Le Président de l'URSS Mikhaïl Gorbatchev a commenté la situation en Crimée

Le dernier homme à la tête du gouvernement soviétique trouve que les sanctions contre la Russie sont injustifiées.

Le premier et unique président de l'URSS, Mikhaïl Gorbatchev,  s'est exprimé en disant que les menaces de santions contre la Russie suite au référendum en Crimée sont injustifiées. « Pour décréter des sanctions, il faut des raisons très sérieuses », assure-t-il. De plus, selon Gorbatchev, l'expression de la volonté du peuple de Crimée, qui s'est terminée par une « réussite répondant aux aspirations des habitants de Crimée » n'est pas une base suffisante.

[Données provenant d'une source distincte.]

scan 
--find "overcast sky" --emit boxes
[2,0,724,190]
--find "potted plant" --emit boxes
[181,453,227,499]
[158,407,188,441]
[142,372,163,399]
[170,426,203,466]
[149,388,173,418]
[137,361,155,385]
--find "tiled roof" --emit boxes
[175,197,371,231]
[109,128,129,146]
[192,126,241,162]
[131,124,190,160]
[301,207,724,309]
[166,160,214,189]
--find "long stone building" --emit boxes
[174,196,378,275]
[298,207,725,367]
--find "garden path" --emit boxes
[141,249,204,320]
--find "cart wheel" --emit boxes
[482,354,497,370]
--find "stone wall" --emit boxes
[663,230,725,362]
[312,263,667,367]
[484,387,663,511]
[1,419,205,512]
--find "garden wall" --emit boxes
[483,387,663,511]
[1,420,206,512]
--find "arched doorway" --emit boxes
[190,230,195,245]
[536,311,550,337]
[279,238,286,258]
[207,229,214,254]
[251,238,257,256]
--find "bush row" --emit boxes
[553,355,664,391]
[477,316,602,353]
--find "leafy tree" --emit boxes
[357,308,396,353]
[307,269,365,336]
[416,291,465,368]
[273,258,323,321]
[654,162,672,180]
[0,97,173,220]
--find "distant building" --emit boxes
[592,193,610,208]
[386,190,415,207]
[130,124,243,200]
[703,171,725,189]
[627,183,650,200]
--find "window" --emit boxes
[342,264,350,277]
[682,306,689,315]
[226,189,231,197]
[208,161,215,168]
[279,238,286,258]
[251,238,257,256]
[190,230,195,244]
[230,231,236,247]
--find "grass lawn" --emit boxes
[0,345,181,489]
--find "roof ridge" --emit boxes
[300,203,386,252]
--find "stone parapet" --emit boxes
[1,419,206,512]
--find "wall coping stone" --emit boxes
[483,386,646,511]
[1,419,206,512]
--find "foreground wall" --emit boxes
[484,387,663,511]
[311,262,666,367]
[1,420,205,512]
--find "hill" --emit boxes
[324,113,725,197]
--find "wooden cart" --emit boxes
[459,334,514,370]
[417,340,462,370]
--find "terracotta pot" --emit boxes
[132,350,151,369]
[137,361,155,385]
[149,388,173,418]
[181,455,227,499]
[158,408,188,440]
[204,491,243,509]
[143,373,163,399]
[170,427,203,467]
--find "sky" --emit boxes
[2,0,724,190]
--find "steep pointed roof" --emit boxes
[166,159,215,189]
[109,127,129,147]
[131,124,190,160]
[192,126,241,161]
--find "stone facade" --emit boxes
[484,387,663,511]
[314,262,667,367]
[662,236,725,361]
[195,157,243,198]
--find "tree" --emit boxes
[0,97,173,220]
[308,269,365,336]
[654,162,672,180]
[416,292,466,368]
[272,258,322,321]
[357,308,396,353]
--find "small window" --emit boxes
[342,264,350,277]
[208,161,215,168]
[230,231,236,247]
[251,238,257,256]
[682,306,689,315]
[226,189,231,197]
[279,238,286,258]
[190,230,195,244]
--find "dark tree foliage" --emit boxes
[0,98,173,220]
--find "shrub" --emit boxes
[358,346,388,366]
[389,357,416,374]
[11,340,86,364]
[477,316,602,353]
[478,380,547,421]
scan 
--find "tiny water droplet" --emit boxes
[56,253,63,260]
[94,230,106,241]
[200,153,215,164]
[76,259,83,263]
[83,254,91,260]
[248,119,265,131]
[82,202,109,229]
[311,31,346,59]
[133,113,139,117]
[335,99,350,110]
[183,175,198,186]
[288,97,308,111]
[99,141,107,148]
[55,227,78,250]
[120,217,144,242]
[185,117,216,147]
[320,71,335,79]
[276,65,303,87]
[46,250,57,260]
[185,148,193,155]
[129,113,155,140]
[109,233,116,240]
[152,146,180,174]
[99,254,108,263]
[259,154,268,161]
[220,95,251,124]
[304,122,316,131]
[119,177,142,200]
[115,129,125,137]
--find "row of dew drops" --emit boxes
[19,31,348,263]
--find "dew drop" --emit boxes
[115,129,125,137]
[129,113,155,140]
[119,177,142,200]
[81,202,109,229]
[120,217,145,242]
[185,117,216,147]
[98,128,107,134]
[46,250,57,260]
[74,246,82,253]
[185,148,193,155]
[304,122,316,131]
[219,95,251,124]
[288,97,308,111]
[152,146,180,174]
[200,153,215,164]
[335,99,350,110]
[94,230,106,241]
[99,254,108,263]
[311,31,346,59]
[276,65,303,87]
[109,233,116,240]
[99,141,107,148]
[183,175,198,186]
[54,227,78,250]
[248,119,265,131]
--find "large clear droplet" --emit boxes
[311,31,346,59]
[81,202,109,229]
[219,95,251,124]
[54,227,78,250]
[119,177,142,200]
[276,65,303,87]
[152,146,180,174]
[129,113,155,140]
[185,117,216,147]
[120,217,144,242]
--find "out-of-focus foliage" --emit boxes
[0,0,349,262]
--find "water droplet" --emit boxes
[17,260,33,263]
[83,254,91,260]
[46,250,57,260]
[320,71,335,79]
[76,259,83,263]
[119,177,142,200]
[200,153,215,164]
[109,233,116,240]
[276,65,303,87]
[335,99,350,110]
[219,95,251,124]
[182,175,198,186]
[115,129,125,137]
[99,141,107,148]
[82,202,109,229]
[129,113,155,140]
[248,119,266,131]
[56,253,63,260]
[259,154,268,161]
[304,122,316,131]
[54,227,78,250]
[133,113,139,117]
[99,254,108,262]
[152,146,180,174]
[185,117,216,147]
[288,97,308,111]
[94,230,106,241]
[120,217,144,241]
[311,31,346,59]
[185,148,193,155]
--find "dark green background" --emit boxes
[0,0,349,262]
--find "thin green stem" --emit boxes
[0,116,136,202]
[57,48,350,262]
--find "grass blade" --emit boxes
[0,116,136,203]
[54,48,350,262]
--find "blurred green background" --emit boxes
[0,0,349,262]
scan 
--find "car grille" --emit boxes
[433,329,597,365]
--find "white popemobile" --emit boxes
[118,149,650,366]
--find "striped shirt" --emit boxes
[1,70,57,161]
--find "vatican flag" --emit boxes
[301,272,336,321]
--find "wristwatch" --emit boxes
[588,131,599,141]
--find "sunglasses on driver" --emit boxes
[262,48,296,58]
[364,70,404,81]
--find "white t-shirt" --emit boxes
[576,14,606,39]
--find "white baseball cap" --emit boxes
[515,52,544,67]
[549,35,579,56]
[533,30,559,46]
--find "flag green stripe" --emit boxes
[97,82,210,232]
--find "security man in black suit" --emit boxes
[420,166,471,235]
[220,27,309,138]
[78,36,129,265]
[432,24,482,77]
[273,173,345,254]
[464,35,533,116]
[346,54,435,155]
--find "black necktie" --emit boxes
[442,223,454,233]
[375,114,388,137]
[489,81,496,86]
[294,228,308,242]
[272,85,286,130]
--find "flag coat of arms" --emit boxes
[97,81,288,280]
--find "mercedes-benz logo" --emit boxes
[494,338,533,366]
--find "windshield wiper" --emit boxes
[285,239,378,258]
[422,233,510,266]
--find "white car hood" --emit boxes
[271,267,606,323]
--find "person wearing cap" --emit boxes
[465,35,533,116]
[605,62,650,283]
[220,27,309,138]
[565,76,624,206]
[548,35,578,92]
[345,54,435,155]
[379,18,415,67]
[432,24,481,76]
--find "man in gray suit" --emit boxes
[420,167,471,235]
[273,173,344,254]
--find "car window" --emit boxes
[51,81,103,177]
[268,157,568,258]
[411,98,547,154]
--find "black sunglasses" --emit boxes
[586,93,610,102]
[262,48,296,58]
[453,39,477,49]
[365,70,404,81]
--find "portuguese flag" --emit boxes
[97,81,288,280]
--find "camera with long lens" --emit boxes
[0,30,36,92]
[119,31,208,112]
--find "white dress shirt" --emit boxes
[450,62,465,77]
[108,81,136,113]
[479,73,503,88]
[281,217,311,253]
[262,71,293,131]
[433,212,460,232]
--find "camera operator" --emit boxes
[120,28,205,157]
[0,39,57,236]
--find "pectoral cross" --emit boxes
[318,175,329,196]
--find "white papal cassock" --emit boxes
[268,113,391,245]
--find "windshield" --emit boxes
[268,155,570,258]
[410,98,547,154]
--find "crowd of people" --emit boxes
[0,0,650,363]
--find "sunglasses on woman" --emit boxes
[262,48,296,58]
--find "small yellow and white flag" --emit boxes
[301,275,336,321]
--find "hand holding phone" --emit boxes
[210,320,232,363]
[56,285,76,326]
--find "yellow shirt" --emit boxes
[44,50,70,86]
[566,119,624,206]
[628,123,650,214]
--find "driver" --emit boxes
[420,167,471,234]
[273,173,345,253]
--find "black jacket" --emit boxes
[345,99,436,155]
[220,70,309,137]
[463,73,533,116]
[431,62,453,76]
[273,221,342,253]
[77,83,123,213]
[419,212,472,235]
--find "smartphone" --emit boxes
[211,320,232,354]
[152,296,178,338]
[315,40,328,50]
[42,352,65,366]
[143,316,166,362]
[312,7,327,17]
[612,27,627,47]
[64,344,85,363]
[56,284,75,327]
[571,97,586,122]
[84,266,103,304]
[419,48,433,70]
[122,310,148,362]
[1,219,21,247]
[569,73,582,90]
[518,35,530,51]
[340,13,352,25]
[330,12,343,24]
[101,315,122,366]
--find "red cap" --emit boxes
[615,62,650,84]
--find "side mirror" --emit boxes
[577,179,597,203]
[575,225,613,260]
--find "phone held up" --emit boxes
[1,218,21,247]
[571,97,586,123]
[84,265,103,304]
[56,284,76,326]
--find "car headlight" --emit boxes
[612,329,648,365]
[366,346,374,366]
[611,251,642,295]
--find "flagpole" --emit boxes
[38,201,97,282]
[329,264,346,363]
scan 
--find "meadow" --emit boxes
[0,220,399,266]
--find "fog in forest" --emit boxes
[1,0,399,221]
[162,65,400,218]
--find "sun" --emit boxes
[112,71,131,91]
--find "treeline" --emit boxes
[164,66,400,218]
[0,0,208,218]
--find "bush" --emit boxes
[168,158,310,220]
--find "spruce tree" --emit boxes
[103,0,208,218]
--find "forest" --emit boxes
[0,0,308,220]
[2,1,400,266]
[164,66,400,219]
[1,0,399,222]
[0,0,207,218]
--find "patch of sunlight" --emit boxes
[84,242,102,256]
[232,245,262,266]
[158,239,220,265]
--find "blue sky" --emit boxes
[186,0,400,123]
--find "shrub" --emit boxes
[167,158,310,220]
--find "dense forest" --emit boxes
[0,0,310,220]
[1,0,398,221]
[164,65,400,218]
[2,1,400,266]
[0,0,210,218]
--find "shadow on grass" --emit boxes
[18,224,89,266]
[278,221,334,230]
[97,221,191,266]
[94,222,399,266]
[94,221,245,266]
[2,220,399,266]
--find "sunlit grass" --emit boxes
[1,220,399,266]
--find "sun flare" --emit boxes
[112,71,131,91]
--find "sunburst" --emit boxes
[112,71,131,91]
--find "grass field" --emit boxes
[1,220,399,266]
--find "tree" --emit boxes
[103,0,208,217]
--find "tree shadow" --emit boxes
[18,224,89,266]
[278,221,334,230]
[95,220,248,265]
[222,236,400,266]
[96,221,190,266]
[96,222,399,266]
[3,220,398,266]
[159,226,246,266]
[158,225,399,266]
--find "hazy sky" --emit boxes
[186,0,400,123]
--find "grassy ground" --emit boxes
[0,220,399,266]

« Si, à l'époque, la Crimée a été rattachée à l'Ukraine selon des lois soviétiques sans demander son avis au peuple, aujourd'hui ce peuple a décidé de corriger cette erreur. Il faut saluer cela, et non le sanctionner », a déclaré Gorbatchev à l'agence Interfax.

Le référendum sur le statut de la Crimée et de Sébastopol s'est tenu le 16 mars. Les électeurs devaient choisir entre l'élargissement des pouvoirs de la région au sein de l'Ukraine et son rattachement à la Russie (auparavant, le référendum devait  seulement permettre d'établir le niveau d'autonomie).

Après le dépouillement des bulletins, les pouvoirs ont annoncé que 96,77% des électeurs avaient voté pour l'intégration de la Crimée dans la Russie. Immédiatement après cela, le Conseil suprême de Crimée, lors d'une séance plénière extraordinaire, a été renommé en Conseil d'Etat de la République de Crimée, et la « République autonome de Crimée » est devenue officiellement « République ».

A partir d'aujourd'hui, le territoire de Crimée ne reconnaît plus la législation ukrainienne et n'applique pas les décisions du Conseil suprême d'Ukraine prises après le 21 février 2014 (celles qui ont été adoptées avant sont en vigueur jusqu'à l'adoption de nouveaux actes réglementaires).

Les députés ont également adopté un arrêté attendu « sur l'indépendance de la Crimée » dans lequel il est écrit que la république de Crimée s'adresse à « la Fédération de Russie avec une proposition d'adhésion à la Russie en temps que nouveau sujet ayant un statut de république », et à l'ONU et tous les gouvernements du monde pour les appeler à reconnaître le nouveau gouvernement indépendant.

Le Parlement et le Conseil de la Fédération de Russie ont déjà annoncé que les documents  sur  l'adhésion de l'Ukraine seraient faits sans délai. Le représentant du Parlement, Sergueï Narychkin, a fait savoir que l'indépendance de la Crimée serait reconnue par la Russie dans un traité international. De plus, les formalités juridiques de l'intégration de la Crimée dans la Russie pourrait prendre jusqu'à six mois.